4 out of 4 people found the following comment useful :- 1992 is based on "the number 31328", 20 May 2000 Author: koimisis (tzach@bigfoot.com) from Greece, Larissa
1922 is based on the highly acclaimed book of Ilias Venezis, "The number 31328". The book of course is much more touching and heart-breaking and maybe more complete, nevertheless I think the movie succeeds in passing the general feeling of the Minor Asia disaster with a unique way. The directing is stupendous, so real that you feel like you're standing nearby and watching... The acting and costumes great as well. A warning though: if you have too sensitive a stomach, I'd suggest you watch something else.
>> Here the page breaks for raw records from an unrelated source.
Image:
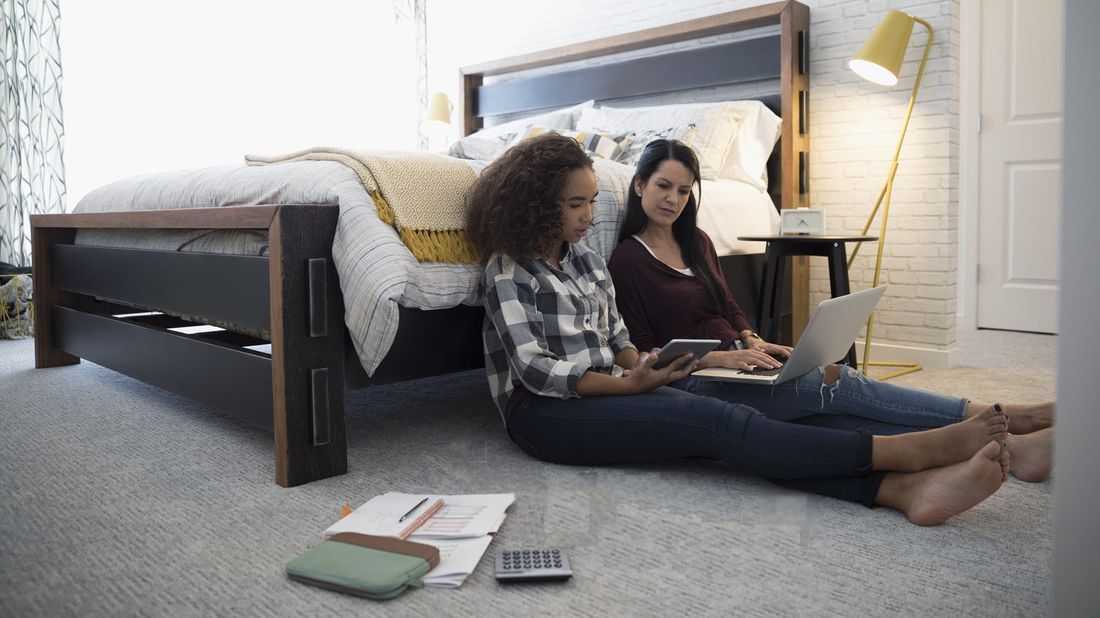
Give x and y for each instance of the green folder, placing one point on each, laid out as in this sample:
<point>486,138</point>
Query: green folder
<point>376,567</point>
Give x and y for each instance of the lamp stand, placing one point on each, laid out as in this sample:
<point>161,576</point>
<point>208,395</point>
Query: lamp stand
<point>884,202</point>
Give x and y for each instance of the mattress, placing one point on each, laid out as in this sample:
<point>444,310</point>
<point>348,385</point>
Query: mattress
<point>377,273</point>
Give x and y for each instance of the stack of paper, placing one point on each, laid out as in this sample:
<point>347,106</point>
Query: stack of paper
<point>462,529</point>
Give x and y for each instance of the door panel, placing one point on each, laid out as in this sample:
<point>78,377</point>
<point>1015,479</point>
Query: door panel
<point>1020,165</point>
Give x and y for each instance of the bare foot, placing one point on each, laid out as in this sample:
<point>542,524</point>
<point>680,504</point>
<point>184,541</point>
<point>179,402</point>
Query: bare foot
<point>1032,455</point>
<point>936,448</point>
<point>933,496</point>
<point>1023,418</point>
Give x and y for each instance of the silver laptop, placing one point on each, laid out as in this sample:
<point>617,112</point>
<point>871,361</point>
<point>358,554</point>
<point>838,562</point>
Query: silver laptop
<point>826,339</point>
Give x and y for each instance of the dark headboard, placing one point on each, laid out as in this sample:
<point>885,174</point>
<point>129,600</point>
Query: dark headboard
<point>781,58</point>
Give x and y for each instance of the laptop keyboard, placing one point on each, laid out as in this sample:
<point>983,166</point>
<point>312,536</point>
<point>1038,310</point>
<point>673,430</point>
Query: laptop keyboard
<point>762,371</point>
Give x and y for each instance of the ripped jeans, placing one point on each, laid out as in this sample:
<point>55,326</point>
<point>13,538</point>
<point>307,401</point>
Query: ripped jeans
<point>853,395</point>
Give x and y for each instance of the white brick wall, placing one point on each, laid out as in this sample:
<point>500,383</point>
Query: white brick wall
<point>854,123</point>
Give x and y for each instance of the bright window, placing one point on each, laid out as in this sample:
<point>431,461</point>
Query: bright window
<point>157,86</point>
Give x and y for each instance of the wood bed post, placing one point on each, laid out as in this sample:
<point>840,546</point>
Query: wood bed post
<point>307,346</point>
<point>794,95</point>
<point>46,354</point>
<point>468,91</point>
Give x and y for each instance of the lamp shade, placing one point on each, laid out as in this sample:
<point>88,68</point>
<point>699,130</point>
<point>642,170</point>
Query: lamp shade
<point>439,109</point>
<point>879,61</point>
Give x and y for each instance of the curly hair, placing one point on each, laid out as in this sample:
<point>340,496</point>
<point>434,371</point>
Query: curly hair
<point>515,207</point>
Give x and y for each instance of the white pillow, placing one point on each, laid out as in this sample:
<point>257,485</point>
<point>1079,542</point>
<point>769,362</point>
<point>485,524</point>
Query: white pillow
<point>747,159</point>
<point>707,128</point>
<point>487,143</point>
<point>600,145</point>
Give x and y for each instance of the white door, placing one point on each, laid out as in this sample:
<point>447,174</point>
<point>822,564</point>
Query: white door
<point>1020,165</point>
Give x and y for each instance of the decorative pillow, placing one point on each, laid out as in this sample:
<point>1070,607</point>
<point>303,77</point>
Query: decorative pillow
<point>597,144</point>
<point>747,159</point>
<point>707,128</point>
<point>488,143</point>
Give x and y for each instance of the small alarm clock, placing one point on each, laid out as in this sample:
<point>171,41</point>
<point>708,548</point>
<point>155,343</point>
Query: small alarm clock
<point>802,221</point>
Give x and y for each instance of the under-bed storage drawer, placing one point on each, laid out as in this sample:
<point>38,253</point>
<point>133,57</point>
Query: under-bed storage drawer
<point>228,378</point>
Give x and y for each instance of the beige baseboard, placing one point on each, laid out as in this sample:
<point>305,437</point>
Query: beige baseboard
<point>889,352</point>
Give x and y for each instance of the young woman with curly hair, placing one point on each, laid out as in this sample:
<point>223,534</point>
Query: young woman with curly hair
<point>572,389</point>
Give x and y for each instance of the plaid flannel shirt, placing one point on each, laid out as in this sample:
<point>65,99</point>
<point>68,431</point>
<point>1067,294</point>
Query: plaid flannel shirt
<point>543,328</point>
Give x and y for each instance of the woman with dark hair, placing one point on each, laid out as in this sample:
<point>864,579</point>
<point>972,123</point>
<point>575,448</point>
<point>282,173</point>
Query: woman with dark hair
<point>669,285</point>
<point>572,388</point>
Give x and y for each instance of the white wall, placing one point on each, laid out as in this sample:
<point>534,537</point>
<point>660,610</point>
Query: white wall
<point>854,127</point>
<point>156,86</point>
<point>1077,459</point>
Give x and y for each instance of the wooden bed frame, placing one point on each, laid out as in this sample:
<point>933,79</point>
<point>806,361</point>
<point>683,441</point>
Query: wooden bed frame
<point>298,389</point>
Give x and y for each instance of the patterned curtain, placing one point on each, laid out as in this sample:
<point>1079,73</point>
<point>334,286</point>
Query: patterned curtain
<point>32,172</point>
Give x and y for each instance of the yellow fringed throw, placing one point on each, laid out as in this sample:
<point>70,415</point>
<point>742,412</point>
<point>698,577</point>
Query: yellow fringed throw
<point>421,195</point>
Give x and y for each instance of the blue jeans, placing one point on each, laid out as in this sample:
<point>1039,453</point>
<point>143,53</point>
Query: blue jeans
<point>668,423</point>
<point>854,395</point>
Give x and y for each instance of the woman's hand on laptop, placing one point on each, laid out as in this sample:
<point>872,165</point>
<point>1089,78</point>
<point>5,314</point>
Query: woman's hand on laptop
<point>772,350</point>
<point>747,360</point>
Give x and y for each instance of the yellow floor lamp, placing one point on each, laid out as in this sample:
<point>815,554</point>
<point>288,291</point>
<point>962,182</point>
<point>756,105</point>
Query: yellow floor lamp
<point>880,61</point>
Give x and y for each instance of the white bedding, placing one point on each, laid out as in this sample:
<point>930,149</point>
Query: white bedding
<point>377,273</point>
<point>730,209</point>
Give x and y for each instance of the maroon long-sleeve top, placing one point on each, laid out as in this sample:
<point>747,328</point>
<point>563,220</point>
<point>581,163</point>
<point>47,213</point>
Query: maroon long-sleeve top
<point>660,304</point>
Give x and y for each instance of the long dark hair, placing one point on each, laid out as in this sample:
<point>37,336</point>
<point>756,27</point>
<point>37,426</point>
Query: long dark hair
<point>683,229</point>
<point>515,207</point>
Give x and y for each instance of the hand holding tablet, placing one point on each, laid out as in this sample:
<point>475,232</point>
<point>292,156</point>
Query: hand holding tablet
<point>678,348</point>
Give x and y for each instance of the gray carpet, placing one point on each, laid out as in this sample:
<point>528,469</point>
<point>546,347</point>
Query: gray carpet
<point>121,499</point>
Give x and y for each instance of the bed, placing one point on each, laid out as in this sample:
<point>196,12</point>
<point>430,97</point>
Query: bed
<point>296,342</point>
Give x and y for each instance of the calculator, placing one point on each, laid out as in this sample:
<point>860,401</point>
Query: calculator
<point>542,564</point>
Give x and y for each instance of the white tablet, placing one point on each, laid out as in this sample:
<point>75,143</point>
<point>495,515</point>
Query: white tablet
<point>678,348</point>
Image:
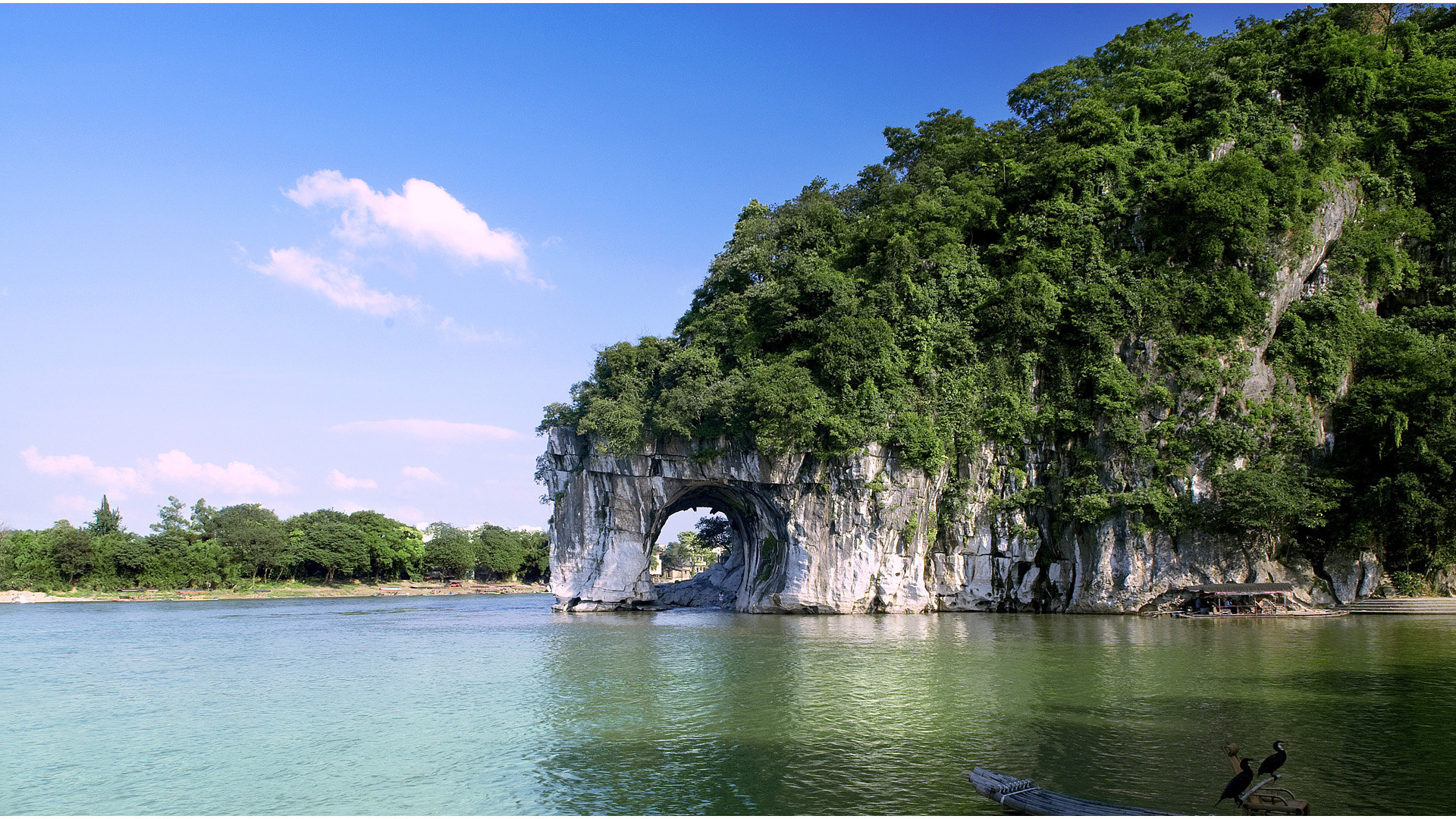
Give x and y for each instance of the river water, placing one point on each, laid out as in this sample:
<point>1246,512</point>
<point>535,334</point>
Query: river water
<point>494,704</point>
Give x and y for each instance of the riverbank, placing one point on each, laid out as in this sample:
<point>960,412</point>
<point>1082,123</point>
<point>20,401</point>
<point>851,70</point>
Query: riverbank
<point>277,591</point>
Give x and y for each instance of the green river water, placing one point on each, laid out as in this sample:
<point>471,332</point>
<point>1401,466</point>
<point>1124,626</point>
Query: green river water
<point>494,704</point>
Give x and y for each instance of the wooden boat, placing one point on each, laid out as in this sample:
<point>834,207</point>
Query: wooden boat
<point>1213,601</point>
<point>1261,799</point>
<point>1025,796</point>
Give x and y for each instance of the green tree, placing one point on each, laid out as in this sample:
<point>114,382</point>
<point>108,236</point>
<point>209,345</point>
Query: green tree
<point>395,550</point>
<point>105,519</point>
<point>171,519</point>
<point>30,561</point>
<point>72,548</point>
<point>254,532</point>
<point>449,548</point>
<point>500,551</point>
<point>331,541</point>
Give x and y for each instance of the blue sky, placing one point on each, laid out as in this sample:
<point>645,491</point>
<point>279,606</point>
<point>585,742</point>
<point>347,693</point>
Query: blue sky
<point>343,256</point>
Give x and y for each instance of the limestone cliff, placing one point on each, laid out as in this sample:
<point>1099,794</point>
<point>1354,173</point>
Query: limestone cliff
<point>862,535</point>
<point>867,534</point>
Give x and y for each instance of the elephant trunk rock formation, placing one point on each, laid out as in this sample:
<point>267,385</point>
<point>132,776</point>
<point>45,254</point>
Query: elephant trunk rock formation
<point>865,534</point>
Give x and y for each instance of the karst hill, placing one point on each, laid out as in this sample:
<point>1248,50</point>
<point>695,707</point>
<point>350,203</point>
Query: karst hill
<point>1188,316</point>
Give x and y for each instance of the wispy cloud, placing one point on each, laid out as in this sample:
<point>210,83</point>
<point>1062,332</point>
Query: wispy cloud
<point>169,468</point>
<point>341,482</point>
<point>334,281</point>
<point>115,480</point>
<point>431,430</point>
<point>235,479</point>
<point>469,334</point>
<point>424,215</point>
<point>421,474</point>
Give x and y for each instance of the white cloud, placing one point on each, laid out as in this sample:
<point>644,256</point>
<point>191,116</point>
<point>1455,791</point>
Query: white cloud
<point>341,482</point>
<point>235,479</point>
<point>440,431</point>
<point>114,480</point>
<point>450,328</point>
<point>76,506</point>
<point>334,281</point>
<point>424,215</point>
<point>419,474</point>
<point>169,468</point>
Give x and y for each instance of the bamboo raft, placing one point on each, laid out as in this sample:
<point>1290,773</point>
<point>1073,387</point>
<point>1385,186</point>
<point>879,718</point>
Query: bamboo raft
<point>1025,796</point>
<point>1022,795</point>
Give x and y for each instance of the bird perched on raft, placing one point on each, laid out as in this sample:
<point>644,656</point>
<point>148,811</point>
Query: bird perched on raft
<point>1242,780</point>
<point>1273,761</point>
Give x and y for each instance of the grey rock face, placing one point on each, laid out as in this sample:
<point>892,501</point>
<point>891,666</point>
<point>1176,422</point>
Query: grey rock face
<point>867,534</point>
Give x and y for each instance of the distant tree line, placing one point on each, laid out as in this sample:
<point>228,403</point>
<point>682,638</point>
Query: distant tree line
<point>201,547</point>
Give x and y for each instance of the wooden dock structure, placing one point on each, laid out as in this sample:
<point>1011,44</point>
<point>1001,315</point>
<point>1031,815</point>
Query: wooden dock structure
<point>1402,605</point>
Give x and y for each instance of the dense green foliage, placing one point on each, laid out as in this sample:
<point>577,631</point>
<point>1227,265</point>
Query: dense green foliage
<point>695,551</point>
<point>1094,276</point>
<point>221,548</point>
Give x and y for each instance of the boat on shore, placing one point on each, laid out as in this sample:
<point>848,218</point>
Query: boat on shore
<point>1216,601</point>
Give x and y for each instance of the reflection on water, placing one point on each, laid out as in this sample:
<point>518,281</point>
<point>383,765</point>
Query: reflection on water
<point>498,706</point>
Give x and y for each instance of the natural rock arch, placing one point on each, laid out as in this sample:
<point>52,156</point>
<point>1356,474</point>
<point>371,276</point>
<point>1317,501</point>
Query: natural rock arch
<point>753,564</point>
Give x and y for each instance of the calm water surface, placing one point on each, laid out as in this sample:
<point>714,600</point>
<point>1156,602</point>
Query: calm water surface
<point>488,704</point>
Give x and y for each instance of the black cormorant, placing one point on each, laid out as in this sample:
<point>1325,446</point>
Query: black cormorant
<point>1242,780</point>
<point>1273,761</point>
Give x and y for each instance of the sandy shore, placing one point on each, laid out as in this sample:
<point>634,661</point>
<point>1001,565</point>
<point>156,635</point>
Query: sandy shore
<point>281,591</point>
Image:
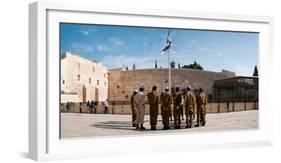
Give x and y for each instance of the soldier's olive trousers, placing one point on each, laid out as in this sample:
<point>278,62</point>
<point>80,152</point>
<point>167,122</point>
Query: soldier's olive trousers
<point>201,114</point>
<point>134,114</point>
<point>177,114</point>
<point>165,112</point>
<point>189,111</point>
<point>153,115</point>
<point>140,116</point>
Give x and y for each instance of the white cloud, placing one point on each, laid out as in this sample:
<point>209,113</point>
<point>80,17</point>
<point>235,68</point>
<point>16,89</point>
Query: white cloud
<point>116,41</point>
<point>103,48</point>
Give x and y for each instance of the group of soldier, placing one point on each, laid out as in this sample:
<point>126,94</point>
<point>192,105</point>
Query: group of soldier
<point>171,104</point>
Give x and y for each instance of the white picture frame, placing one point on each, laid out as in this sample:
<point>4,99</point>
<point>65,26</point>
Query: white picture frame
<point>44,142</point>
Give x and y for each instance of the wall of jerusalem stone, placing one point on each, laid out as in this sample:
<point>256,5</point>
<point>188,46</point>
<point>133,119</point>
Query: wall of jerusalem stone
<point>126,109</point>
<point>123,82</point>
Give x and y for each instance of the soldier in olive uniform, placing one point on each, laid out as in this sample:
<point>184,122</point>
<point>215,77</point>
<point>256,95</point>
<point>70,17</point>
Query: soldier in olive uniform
<point>133,108</point>
<point>189,107</point>
<point>176,110</point>
<point>166,101</point>
<point>153,100</point>
<point>139,102</point>
<point>201,101</point>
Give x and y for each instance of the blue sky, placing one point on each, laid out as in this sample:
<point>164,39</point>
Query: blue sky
<point>116,46</point>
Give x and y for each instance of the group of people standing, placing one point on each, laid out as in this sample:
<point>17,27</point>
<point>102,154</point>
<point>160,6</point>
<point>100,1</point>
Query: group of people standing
<point>171,104</point>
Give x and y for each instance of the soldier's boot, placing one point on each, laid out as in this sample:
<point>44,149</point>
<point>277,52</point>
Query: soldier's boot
<point>142,128</point>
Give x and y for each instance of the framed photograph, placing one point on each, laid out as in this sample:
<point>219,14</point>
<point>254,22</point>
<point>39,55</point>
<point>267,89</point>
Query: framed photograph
<point>107,81</point>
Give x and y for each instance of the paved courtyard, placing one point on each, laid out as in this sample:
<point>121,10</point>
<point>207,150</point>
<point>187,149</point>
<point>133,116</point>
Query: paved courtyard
<point>75,125</point>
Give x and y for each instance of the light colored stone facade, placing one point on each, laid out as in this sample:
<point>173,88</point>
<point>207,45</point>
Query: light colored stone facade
<point>82,79</point>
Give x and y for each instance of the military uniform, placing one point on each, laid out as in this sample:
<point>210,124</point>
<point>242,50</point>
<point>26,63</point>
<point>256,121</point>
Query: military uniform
<point>189,108</point>
<point>153,100</point>
<point>176,110</point>
<point>133,108</point>
<point>166,101</point>
<point>201,101</point>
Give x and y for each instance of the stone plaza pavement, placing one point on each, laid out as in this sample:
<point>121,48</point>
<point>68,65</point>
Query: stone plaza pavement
<point>75,125</point>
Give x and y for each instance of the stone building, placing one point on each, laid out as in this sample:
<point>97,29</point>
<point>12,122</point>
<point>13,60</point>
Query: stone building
<point>123,82</point>
<point>82,79</point>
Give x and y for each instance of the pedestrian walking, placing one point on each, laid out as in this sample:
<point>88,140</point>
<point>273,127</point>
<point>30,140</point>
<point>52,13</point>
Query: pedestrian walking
<point>139,102</point>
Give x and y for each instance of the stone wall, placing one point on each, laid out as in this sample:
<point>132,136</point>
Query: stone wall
<point>126,109</point>
<point>123,83</point>
<point>87,79</point>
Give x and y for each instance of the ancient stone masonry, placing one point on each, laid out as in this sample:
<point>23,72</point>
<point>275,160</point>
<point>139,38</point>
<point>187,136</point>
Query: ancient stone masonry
<point>123,82</point>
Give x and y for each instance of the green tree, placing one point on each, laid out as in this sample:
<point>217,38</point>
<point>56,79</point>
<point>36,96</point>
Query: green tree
<point>256,73</point>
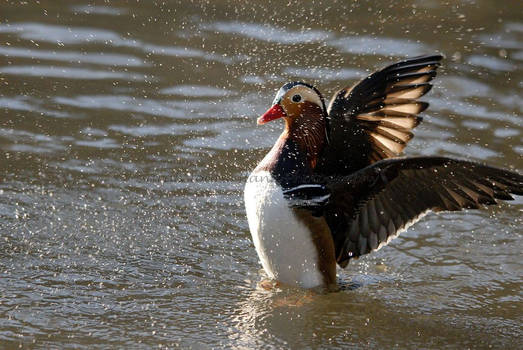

Not because is a violent film, but because it's so real.
Koundouros' "1922" is an emblematic work on the Christian genocide in Anatolia, 3 May 2008 Author: acaratzas from Scarsdale, NY
"1922" focuses on one episode of the treatment of mostly civilian Greeks captured by the forces of Kemal Ataturk; this is an emblematic event--a characteristic phase-- of the larger process, of the expulsion and genocide of the Christians of Anatolia (present day "Turkey").The film has a painterly quality, not least because Koundouros is an artist and painter. And much like the scene in a painting, the reality this film reflects is that of the methodology used by the Kemalists to defile, humiliate and destroy-- in short to carry out the genocide of-- the Christian people of Anatolia. The murders and rapes depicted, under the scorching sun, were events not hidden, open for the world to see, yet few chose to take note of how 4-4.5 million (yes million, out of a total population of 11-12 million) Christians (Armenians, Greeks, Assyrians) in Anatolia in 1912, were reduced to less than 300,000 by 1923.The denial of this genocide begins with the victims themselves. For years the "Catastrophe", as the Greeks called it, was discussed little, and depicted less. This film was banned from being shown in Greece for many years, for reasons that still bear investigation: it no doubt included the elements of cowardice, denial and the perceived imperative not to offend the perpetrators (sic!) in the guise of the successor Kemalist regimes in Anatolia.Koundouros's "1922" is a profound and a psychologically very jarring work, and the feelings, questions and issues it generates still have not been faced, especially by the ruling elites of Greece itself (many of whom have taken to denial explicitly so as not to disrupt relations with the present Islamofascist "Turkish" regime).